Bruno Nouzille thinks the issue of fully automated air transport in fact entails two separate questions. The first is whether a fully automated aircraft will one day be able to perform a complete flight from take-off to landing. The answer is probably ‘yes’. The capabilities of the latest drones and automated onboard functions have unquestionably improved flight safety, but they have made avionics systems far more complex in the process. The result is that the flight crew is now much more focused on monitoring, managing and programming these systems and less focused on traditional roles.
The second question has more to do with the ability of system software to deal with all types of situations, given that a whole range of unexpected events may arise in the course of a flight. Future systems will need to think and make decisions like a human — and liability in the event of an accident would logically be transferred from the flight crew to the system designers. So while the trend towards more automation will continue, we are still going to need a pilot in the cockpit for the foreseeable future.
For Bruno Nouzille, the need for crews to live with ever more complex and automated systems and functions calls for a paradigm shift in human-system interaction.
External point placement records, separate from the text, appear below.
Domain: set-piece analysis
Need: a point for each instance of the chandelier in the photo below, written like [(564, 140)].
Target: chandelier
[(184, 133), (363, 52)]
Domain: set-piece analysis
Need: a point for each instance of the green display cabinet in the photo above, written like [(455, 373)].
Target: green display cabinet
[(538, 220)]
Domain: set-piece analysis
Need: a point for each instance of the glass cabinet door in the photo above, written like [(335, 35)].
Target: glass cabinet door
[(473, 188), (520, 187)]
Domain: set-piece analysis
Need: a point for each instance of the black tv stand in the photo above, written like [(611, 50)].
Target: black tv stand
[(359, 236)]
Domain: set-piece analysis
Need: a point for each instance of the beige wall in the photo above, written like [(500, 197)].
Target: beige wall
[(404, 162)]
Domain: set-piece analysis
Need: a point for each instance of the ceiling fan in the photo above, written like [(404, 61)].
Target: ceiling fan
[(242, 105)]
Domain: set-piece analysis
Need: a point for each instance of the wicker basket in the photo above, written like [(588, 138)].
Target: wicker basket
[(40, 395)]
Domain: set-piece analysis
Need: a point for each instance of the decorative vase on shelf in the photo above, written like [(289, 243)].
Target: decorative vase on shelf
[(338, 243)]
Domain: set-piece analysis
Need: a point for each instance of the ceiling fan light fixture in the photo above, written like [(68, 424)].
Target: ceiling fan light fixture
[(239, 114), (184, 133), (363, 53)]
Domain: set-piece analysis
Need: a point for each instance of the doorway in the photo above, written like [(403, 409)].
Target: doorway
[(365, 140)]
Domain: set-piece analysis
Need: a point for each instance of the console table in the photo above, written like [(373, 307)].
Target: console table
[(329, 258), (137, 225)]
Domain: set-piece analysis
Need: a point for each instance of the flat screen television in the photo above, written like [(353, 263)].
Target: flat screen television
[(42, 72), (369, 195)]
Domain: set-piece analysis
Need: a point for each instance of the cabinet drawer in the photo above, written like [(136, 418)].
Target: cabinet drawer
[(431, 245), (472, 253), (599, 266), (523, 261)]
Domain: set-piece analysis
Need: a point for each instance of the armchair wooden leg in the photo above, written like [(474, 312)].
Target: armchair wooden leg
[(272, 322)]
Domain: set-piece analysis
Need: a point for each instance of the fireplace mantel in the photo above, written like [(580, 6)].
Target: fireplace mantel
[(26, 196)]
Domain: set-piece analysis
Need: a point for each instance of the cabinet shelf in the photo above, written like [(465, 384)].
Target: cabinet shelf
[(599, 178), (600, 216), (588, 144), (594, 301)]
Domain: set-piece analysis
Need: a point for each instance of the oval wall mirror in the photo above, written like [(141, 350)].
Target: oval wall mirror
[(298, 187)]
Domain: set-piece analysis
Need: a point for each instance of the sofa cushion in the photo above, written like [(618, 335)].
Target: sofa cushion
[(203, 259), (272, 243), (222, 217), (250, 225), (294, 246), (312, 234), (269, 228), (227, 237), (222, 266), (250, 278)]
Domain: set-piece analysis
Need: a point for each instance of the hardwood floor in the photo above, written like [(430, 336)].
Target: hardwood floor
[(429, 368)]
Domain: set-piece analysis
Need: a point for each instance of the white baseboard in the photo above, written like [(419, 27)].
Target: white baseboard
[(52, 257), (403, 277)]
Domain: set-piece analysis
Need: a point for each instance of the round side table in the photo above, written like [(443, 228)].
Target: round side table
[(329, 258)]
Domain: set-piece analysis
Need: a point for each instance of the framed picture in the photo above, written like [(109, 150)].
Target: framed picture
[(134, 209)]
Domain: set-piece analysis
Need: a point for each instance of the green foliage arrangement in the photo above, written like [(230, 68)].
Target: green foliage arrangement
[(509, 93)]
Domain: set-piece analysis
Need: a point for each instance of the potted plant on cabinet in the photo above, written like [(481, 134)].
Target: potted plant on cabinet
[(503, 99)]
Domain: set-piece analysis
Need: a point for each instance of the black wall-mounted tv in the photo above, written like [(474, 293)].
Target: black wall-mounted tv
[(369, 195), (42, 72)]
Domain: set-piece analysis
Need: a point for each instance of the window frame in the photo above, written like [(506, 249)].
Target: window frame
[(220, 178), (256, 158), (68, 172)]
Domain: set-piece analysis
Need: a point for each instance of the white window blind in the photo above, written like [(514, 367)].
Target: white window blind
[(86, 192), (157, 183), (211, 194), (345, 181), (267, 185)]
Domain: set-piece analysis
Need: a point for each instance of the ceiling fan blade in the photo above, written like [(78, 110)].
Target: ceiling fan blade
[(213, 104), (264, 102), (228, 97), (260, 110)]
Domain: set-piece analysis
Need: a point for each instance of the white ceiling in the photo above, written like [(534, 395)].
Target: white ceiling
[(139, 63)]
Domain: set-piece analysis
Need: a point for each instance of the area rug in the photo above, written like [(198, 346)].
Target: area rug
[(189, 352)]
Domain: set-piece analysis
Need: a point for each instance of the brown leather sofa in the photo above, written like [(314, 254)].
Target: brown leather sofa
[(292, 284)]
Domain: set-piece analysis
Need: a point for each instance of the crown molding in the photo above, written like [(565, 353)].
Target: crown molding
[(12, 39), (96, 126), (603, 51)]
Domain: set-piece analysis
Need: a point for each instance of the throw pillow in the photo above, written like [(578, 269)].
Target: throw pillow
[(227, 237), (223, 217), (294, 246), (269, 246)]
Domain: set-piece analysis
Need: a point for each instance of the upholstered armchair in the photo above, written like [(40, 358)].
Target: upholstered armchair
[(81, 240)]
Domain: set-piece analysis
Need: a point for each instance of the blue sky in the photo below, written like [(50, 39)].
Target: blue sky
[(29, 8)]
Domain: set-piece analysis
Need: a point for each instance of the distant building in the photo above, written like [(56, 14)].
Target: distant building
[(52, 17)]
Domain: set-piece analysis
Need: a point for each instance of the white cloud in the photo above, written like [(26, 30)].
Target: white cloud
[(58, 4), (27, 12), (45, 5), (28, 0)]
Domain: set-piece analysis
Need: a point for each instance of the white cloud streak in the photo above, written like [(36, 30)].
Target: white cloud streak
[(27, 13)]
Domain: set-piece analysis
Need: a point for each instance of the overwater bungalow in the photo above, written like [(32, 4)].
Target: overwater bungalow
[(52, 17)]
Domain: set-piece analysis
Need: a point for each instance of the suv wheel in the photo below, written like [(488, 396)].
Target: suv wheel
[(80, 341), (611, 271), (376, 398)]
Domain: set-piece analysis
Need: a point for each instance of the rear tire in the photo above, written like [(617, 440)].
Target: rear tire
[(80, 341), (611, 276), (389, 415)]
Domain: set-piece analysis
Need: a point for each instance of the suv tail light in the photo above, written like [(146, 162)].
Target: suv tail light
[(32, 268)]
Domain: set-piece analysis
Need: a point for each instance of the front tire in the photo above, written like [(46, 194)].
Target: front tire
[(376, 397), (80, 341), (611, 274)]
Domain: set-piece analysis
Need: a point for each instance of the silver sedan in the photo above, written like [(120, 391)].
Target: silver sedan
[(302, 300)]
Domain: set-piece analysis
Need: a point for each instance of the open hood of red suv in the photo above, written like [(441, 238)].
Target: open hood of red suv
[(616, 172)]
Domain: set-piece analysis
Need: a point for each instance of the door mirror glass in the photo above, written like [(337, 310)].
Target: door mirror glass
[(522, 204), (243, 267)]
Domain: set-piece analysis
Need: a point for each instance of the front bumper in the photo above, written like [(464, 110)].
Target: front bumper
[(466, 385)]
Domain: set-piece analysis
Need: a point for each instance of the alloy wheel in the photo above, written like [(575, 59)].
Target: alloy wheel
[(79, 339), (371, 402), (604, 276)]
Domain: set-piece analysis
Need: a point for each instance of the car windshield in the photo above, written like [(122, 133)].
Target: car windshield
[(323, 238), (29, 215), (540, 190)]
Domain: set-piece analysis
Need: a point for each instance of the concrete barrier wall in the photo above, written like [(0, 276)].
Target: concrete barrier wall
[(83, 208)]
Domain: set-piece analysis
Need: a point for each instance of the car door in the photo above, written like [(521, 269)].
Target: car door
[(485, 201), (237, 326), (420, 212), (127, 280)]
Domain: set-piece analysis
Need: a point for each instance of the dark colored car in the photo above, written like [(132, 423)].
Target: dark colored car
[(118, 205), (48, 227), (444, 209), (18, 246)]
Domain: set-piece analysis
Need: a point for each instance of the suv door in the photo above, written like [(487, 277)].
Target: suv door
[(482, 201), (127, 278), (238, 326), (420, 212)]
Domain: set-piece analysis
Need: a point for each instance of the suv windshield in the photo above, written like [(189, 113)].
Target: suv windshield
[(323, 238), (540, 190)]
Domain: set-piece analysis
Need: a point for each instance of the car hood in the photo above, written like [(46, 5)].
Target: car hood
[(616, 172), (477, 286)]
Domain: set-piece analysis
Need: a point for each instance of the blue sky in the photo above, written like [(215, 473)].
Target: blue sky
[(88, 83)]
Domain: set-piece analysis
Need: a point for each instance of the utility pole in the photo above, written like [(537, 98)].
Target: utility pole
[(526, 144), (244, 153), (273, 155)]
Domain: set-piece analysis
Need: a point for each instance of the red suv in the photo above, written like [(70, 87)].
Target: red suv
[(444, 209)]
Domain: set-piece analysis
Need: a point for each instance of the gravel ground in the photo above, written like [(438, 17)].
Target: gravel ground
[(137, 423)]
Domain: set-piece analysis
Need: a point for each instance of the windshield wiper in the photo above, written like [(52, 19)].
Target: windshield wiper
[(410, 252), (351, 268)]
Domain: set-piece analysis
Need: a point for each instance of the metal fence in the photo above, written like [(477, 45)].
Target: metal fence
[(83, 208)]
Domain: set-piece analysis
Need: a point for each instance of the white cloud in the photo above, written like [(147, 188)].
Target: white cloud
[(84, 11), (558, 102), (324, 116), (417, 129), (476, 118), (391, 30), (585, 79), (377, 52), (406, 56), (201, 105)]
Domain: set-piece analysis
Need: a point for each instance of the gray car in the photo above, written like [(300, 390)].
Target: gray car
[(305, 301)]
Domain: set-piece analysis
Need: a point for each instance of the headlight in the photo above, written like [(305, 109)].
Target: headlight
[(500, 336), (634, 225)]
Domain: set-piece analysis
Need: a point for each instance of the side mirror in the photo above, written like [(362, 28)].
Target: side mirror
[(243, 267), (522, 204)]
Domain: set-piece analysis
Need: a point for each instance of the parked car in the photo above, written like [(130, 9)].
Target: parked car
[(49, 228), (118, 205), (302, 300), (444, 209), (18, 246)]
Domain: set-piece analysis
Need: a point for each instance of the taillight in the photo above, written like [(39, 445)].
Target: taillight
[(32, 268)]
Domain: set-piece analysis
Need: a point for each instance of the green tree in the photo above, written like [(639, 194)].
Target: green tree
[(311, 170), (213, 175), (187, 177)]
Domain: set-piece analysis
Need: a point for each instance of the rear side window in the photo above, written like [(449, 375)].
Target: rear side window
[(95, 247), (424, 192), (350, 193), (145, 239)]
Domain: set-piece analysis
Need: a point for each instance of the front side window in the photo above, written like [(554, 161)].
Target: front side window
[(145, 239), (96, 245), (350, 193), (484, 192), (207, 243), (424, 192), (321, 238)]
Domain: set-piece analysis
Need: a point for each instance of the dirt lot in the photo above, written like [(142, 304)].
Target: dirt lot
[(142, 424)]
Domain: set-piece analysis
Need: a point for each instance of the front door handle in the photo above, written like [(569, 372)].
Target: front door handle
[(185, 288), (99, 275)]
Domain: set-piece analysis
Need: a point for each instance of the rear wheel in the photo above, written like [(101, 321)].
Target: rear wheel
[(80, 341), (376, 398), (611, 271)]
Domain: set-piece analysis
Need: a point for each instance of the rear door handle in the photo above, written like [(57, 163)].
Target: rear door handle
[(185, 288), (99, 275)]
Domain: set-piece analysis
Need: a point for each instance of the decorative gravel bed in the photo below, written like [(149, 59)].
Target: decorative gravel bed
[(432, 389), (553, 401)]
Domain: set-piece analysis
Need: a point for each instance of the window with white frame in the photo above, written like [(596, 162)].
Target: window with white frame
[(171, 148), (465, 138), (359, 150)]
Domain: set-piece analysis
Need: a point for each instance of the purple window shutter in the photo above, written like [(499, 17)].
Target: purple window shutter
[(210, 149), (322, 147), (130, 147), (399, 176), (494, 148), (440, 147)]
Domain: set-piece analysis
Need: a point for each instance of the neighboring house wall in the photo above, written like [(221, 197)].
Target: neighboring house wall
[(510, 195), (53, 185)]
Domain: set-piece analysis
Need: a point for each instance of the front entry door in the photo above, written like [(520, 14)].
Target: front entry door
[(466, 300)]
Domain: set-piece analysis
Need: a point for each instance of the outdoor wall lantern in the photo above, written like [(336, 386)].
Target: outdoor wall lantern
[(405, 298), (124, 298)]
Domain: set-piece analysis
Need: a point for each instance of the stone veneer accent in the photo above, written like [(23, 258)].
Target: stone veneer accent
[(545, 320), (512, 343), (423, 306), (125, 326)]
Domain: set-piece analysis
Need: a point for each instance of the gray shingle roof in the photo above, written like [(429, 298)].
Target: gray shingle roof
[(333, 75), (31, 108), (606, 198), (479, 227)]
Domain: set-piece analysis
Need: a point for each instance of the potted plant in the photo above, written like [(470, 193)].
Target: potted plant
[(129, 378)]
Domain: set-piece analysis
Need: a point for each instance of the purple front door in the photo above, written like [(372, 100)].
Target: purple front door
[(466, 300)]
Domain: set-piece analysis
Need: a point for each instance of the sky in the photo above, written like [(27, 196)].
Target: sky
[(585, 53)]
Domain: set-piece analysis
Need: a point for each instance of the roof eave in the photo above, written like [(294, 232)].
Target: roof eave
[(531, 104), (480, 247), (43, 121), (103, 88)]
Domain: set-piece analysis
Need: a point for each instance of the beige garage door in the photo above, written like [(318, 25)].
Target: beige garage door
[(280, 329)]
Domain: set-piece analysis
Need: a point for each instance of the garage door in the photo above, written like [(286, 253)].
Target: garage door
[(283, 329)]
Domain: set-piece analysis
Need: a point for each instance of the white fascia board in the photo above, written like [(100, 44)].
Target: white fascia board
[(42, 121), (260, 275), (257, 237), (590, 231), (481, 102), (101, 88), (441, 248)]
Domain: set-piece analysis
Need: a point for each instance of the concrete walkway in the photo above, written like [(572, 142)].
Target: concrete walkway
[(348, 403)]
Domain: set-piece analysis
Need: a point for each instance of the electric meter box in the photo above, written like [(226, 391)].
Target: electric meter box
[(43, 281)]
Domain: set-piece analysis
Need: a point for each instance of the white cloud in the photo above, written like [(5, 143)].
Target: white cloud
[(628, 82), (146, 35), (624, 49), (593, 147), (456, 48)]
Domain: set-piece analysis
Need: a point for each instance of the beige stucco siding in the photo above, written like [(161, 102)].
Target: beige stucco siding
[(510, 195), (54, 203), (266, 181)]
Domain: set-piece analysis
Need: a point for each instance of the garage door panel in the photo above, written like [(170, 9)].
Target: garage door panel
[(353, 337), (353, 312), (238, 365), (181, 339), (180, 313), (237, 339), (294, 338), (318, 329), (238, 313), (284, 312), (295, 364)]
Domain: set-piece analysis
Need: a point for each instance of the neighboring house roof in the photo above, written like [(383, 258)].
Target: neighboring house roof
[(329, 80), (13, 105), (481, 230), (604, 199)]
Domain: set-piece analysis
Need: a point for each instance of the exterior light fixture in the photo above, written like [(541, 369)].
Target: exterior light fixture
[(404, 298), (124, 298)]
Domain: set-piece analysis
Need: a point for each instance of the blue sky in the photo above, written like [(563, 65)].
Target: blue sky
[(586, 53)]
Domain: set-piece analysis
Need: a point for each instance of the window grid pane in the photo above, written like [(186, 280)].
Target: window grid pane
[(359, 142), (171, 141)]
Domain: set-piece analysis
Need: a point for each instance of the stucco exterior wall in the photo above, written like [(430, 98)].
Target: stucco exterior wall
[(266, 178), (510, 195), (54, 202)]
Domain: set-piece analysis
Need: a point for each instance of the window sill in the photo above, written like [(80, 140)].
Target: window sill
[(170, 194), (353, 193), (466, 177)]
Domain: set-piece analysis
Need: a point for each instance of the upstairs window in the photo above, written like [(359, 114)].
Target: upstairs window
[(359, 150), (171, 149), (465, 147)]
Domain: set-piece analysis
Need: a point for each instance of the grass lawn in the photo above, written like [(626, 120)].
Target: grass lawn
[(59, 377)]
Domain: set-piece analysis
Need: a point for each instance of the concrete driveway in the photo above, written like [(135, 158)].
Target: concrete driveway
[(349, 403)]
The crew will assume a mission management role, while systems will execute explicit actions in the pilot’s frame of reference rather than their own.
To meet this new challenge, Thales is developing two innovative concepts for the short, medium and long term.
The first is an integrated human-system interface (HSI) that will be human-centric and independent from the system architecture. This concept is well suited to the modern cockpit, as we have already seen with Avionics 2020, which transcends the world of windows, icons, menus and pointers (WIMP) to offer an intuitive, integrated experience on large-format interactive touchscreens, and with the TopMax eyes-out head-worn display offering an almost unlimited field of view.
The second concept is Fly by Trajectory, which puts the pilot at the centre of the decision-making process while easing the crew’s workload. The objective here is to enable pilots to manage the aircraft's future trajectory more directly and with better safeguards, keeping the autopilot permanently engaged but retaining the ability to take over manual control at any moment if necessary.
The bottom line is that Bruno Nouzille thinks there will be pilots in the cockpit for a long time to come. But with flight crews working with increasingly complex automated systems, there will need to be significant changes in how humans and systems interact. Avionics architectures will also need to evolve so that HSI management remains in the flight crew’s frame of reference and keeps crew members at the centre of the decision process throughout the mission. Integrated HSI concepts and Fly by Trajectory are just the beginning of a new chapter in the continuing story of air transport automation!